How frontline clinicians actually feel about AI entering their diagnostic and therapeutic decision-making matters enormously — because adoption attitudes shape whether these tools improve patient outcomes or gather digital dust. Five years of real-world exposure to AI-powered Clinical Decision Support Systems (AI-CDSS) appears to have meaningfully shifted professional sentiment, and understanding the contours of that shift is essential for health systems planning the next wave of implementation.
This 2025 cross-sectional survey of 215 UK and Italian clinicians used a validated instrument structurally continuous with a 2020 baseline, enabling rare temporal comparisons on attitudes toward AI-CDSS across perceived benefits, harms, regulatory adequacy, clinical utility, and ethical concerns. Cluster analysis using Ward's method identified distinct attitudinal subgroups — segmenting clinicians into adoption profiles rather than treating the profession as monolithic. Key themes tracked included not just enthusiasm or skepticism, but the specific regulatory and ethical concerns that have evolved as clinicians have moved from theoretical exposure to hands-on AI experience in live clinical environments.

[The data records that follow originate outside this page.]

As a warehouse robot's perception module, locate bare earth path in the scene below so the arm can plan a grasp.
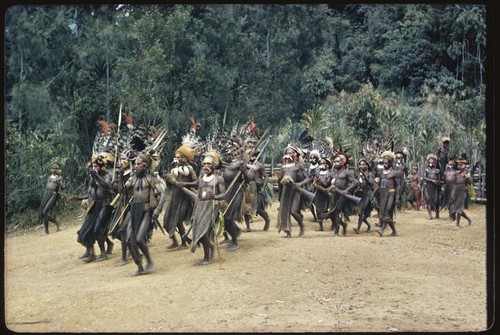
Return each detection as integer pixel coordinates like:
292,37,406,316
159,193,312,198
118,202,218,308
4,202,488,333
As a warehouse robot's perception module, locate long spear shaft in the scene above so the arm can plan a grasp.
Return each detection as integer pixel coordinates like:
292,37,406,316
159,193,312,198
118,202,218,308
212,181,222,267
112,103,123,183
108,195,133,235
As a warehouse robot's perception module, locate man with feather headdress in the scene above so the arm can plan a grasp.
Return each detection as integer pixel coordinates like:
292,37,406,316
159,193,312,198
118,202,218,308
219,133,248,251
110,152,134,266
374,151,400,237
189,152,226,265
423,153,442,220
353,158,375,234
120,152,167,275
163,144,198,250
310,157,333,231
242,149,271,232
276,145,309,238
320,151,358,236
70,153,115,262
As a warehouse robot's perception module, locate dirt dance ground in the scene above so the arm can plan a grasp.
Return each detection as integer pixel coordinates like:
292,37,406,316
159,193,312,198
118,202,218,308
4,200,491,333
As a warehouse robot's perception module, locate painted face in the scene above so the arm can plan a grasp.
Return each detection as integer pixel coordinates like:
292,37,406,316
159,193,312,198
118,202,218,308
318,159,327,170
92,163,100,172
428,159,436,167
175,154,185,166
333,157,344,169
135,158,146,172
202,161,214,174
282,155,294,164
359,161,368,171
119,154,129,169
383,158,392,169
51,166,60,175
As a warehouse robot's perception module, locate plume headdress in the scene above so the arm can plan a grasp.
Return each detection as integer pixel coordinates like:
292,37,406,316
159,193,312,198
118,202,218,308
92,112,167,174
91,120,117,171
206,126,246,166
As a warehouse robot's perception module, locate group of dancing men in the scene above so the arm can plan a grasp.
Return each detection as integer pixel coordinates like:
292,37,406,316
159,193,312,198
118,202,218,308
38,120,474,275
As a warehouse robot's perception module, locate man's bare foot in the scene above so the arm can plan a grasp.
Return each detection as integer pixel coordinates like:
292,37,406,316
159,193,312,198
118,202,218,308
95,254,108,262
453,225,461,230
376,229,383,237
115,259,129,266
209,245,215,261
227,243,240,252
298,227,305,237
353,228,360,234
84,254,96,263
106,241,114,254
167,241,179,249
142,262,154,274
198,259,210,265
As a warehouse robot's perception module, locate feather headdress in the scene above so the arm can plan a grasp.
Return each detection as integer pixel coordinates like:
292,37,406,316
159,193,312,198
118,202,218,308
206,126,246,165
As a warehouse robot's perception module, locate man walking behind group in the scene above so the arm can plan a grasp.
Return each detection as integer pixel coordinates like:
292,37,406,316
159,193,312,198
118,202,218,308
38,163,65,235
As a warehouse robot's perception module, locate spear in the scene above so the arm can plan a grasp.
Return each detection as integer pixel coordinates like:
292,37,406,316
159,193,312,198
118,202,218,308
108,195,133,234
112,103,123,183
212,177,222,267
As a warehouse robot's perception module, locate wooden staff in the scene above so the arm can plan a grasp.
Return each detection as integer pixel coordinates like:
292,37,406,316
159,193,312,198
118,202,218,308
112,103,123,184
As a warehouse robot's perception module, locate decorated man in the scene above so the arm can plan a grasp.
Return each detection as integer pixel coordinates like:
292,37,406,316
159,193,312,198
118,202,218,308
441,159,457,220
406,165,422,211
277,146,309,238
423,154,441,220
436,137,451,177
353,158,374,234
393,151,408,211
321,152,358,237
374,151,400,237
163,144,198,250
38,163,65,235
71,154,114,262
121,152,167,275
242,149,271,232
110,152,134,266
189,153,226,265
310,157,332,231
450,158,472,229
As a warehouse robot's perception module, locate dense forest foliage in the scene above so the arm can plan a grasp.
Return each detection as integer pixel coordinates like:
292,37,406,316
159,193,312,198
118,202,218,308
4,4,488,227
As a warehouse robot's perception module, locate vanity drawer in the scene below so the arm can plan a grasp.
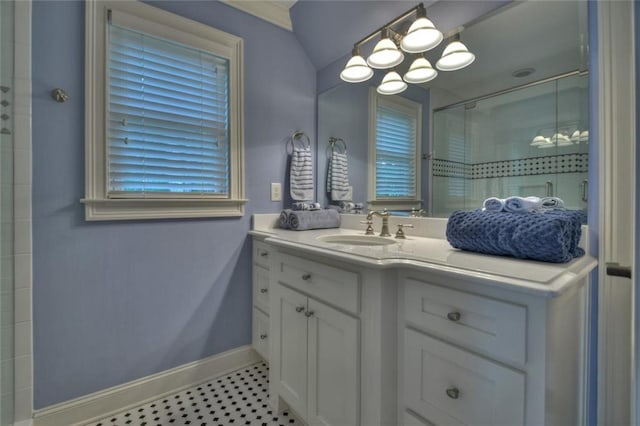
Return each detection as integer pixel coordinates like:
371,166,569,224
253,240,271,270
276,253,359,314
403,410,434,426
404,278,527,365
252,307,269,361
404,328,525,426
253,265,270,314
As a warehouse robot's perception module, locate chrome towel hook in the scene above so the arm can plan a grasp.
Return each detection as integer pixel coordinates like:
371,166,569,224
51,88,69,103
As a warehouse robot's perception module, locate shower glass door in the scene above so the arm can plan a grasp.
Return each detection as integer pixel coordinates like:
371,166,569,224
431,72,589,216
0,0,15,424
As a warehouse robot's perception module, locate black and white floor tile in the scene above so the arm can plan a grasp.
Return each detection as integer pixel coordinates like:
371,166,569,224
85,362,302,426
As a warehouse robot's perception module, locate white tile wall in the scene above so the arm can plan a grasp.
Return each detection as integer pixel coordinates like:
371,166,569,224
12,0,32,422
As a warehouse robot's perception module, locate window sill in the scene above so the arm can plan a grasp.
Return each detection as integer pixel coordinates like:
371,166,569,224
80,198,248,221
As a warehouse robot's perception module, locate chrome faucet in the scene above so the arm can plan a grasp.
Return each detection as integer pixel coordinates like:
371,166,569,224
367,209,391,237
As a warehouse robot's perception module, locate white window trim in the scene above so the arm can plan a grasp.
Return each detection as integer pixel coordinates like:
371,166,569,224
367,87,422,211
82,0,246,221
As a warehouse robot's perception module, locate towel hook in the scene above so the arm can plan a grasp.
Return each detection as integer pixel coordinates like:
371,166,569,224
287,130,311,154
51,88,69,103
329,137,347,154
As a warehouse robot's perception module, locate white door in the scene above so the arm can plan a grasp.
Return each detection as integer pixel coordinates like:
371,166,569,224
307,298,359,426
271,283,309,418
596,1,636,425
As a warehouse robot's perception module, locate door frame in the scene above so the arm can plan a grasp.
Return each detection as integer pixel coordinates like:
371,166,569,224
596,1,636,425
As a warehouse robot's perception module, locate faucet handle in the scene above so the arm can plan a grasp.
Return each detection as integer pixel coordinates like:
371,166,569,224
395,224,414,239
360,219,375,235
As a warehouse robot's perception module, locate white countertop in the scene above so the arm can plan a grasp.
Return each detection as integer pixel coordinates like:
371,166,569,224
251,214,597,297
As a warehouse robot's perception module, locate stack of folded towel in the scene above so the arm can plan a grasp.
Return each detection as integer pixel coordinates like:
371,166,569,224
482,196,565,212
279,209,341,231
292,202,321,211
446,196,586,263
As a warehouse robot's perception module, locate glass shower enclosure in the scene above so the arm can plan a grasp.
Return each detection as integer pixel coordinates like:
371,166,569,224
431,72,588,217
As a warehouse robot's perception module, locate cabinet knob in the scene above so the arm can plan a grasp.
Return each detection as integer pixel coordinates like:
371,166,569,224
304,310,315,317
295,306,305,313
260,334,268,340
301,273,312,281
447,311,462,322
445,387,460,399
260,288,268,294
260,251,269,257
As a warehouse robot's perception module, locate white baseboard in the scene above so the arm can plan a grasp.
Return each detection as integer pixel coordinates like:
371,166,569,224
33,345,261,426
14,420,34,426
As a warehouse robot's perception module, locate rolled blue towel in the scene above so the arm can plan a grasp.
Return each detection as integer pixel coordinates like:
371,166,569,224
446,210,585,263
288,209,341,231
483,197,505,212
279,209,293,229
504,196,543,212
541,197,565,209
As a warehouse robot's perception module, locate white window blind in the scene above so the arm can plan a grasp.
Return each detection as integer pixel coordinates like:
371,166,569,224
107,20,230,198
375,101,418,199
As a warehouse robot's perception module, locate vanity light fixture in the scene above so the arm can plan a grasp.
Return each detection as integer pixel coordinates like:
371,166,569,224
400,4,443,53
340,47,374,83
377,70,408,95
339,2,474,94
436,34,475,71
367,29,405,69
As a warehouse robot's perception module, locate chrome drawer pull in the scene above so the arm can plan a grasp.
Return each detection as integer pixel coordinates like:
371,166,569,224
260,334,268,340
445,387,460,399
304,310,315,317
295,306,305,313
260,251,269,257
260,288,268,294
447,311,462,322
301,273,312,281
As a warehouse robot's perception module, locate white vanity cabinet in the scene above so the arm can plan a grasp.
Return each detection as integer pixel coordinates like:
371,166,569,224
269,251,360,426
399,272,588,426
251,240,272,360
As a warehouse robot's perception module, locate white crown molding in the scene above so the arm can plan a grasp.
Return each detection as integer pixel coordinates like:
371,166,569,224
220,0,294,31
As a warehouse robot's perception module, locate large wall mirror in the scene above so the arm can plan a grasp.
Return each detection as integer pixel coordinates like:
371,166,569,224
316,0,589,217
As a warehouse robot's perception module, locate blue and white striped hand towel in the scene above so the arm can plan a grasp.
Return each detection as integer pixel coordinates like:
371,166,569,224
290,145,314,201
327,151,351,201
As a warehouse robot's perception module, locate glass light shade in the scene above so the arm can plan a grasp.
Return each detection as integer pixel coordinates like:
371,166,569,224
400,17,443,53
436,40,475,71
579,130,589,143
340,54,374,83
570,130,581,143
403,57,437,83
377,71,407,95
367,38,404,69
530,135,551,147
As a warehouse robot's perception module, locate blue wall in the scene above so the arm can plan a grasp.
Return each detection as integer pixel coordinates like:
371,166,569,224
32,0,315,408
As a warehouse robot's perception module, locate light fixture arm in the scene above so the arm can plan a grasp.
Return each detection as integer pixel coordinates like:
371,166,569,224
353,2,425,49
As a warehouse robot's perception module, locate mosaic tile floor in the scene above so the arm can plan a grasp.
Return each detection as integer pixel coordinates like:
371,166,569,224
85,362,301,426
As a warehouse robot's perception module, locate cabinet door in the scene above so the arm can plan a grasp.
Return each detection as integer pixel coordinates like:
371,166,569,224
307,298,359,426
271,283,309,418
252,307,269,361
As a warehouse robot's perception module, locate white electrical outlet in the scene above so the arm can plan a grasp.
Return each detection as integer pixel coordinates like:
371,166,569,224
271,183,282,201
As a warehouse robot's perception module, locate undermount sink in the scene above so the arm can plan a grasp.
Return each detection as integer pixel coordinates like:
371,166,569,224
316,234,396,246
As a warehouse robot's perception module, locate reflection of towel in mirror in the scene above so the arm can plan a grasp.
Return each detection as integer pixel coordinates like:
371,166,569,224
482,197,506,212
541,197,565,209
292,202,321,211
290,145,314,201
327,151,351,201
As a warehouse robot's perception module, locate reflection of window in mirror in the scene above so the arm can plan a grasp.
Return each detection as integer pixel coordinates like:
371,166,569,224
368,88,422,211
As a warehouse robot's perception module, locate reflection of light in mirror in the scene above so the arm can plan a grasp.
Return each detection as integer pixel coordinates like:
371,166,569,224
530,135,551,147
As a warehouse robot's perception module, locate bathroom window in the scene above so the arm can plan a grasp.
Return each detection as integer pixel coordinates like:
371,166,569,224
368,90,421,209
83,1,245,220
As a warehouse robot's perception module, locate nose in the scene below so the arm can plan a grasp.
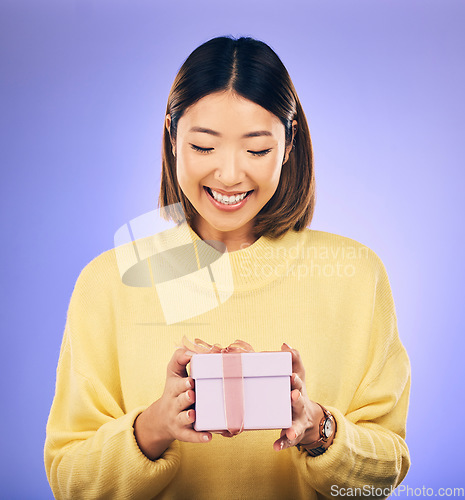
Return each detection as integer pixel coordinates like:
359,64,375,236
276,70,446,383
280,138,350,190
213,152,245,186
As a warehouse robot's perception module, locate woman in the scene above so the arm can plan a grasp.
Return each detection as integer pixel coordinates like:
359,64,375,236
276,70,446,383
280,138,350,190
45,35,411,499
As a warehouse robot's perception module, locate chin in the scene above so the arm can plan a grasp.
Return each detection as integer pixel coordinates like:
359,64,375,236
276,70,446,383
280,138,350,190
195,213,254,236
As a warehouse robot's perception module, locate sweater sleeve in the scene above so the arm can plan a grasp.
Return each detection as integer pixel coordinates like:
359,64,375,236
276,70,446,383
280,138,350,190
292,254,411,500
44,254,181,499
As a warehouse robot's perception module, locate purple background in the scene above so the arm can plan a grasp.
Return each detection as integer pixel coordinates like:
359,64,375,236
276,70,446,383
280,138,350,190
1,1,464,498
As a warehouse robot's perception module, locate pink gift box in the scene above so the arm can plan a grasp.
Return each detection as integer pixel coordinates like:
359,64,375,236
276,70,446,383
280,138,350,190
190,351,292,431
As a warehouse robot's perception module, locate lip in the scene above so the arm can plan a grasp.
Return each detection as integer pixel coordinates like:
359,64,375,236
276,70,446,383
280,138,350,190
203,186,253,212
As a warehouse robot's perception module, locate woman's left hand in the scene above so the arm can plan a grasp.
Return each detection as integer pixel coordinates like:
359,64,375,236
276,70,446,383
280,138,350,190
273,343,325,451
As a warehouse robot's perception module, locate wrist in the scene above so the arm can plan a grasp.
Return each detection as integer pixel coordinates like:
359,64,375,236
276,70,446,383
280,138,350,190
297,403,337,457
300,403,324,445
133,403,174,461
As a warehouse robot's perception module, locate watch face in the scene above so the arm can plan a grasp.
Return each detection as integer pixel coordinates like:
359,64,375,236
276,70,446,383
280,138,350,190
323,418,333,438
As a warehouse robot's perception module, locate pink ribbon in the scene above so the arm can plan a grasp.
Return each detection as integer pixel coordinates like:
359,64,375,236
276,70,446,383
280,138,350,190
182,336,255,435
221,352,244,434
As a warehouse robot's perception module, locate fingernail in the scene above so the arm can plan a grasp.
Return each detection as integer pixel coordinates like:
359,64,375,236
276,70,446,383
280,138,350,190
283,342,293,349
202,434,210,442
185,350,196,356
186,379,192,389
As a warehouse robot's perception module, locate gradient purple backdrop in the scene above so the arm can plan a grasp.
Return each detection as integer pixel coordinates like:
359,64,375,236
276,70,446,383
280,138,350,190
1,1,464,498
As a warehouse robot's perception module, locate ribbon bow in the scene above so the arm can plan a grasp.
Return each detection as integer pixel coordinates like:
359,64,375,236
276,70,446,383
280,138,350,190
182,336,255,354
182,336,255,435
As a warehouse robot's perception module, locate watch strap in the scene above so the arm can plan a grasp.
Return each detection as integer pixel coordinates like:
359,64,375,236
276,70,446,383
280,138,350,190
299,444,327,456
296,403,336,456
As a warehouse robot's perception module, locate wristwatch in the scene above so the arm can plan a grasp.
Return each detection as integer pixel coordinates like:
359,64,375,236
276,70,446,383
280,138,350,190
296,403,336,457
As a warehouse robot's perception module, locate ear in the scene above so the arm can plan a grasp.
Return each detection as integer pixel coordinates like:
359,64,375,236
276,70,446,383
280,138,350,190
165,114,176,156
283,120,298,165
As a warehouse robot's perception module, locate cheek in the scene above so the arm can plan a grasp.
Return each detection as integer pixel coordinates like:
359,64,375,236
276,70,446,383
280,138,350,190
256,159,283,188
176,156,204,189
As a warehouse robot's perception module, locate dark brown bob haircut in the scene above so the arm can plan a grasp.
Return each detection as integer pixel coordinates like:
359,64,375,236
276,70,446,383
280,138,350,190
158,35,315,239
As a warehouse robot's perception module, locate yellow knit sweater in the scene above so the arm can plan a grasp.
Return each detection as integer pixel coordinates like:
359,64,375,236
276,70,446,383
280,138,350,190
44,222,411,499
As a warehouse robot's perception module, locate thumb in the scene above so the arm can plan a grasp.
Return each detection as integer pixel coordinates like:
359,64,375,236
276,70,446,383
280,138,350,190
167,348,194,378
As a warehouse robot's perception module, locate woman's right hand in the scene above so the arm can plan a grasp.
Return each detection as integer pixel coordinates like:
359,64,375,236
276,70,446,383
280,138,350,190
133,347,212,460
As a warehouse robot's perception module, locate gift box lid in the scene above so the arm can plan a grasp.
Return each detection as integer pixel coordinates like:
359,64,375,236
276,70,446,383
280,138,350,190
190,352,292,379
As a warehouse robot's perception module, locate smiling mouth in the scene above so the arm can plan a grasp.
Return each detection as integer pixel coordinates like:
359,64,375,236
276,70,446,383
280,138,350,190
204,186,254,205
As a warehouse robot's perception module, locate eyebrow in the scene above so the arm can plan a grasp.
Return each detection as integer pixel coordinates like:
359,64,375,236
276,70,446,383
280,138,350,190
188,126,273,138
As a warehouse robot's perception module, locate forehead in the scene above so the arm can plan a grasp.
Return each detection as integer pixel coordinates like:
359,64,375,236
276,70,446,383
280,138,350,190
178,91,284,138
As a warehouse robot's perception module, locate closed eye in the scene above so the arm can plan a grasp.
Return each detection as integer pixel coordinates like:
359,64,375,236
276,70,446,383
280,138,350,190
249,149,272,157
190,144,272,157
190,144,214,154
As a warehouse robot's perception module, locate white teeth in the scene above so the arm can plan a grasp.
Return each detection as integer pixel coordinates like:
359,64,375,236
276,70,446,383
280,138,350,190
209,188,249,205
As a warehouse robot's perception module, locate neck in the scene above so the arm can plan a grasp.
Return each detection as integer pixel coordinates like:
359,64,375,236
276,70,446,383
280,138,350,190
192,216,258,253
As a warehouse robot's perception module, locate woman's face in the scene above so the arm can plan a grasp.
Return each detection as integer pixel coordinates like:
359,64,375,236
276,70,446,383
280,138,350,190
166,91,296,248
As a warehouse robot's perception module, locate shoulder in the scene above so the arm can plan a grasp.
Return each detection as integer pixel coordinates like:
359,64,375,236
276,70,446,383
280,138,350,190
72,222,203,295
297,228,391,284
298,229,401,342
301,227,372,253
70,246,122,303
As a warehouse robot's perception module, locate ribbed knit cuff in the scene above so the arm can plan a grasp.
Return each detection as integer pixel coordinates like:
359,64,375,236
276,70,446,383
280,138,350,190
292,405,350,494
105,406,182,497
128,406,180,463
292,404,408,498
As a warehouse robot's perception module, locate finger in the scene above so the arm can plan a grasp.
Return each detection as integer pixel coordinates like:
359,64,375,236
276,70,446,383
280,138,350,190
273,430,293,451
291,373,304,393
291,389,305,414
167,348,193,378
218,430,236,438
178,408,196,427
275,426,302,451
273,392,308,452
176,426,212,444
176,388,195,412
290,392,312,438
290,372,309,404
174,409,212,444
281,343,305,380
169,376,194,398
273,430,285,451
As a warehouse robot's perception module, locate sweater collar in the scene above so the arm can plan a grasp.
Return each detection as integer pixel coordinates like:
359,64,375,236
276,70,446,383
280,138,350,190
168,221,308,292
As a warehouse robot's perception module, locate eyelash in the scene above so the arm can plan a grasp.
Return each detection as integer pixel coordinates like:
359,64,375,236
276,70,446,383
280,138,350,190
190,144,272,157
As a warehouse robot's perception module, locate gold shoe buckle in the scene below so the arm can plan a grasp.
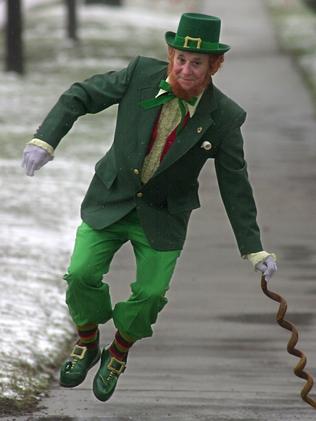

The temporal design here is genuinely valuable and underused in health informatics research. Most AI-attitude surveys are one-shot snapshots; this study's comparative architecture allows investigators to isolate how real-world experience — rather than media coverage or academic discourse alone — reshapes professional trust. That said, the 215-person sample spanning two countries limits generalizability, and online self-selection bias likely overrepresents tech-engaged clinicians. The UK-Italy pairing also introduces healthcare system heterogeneity that complicates clean cross-national inference. Cluster analysis, while analytically illuminating, can obscure important within-cluster variance. Overall, this is a carefully constructed incremental contribution: it won't reframe the field, but it provides useful longitudinal signal for implementation scientists and health policy planners tracking whether clinical AI is winning over its most critical audience — the practitioners who must use it.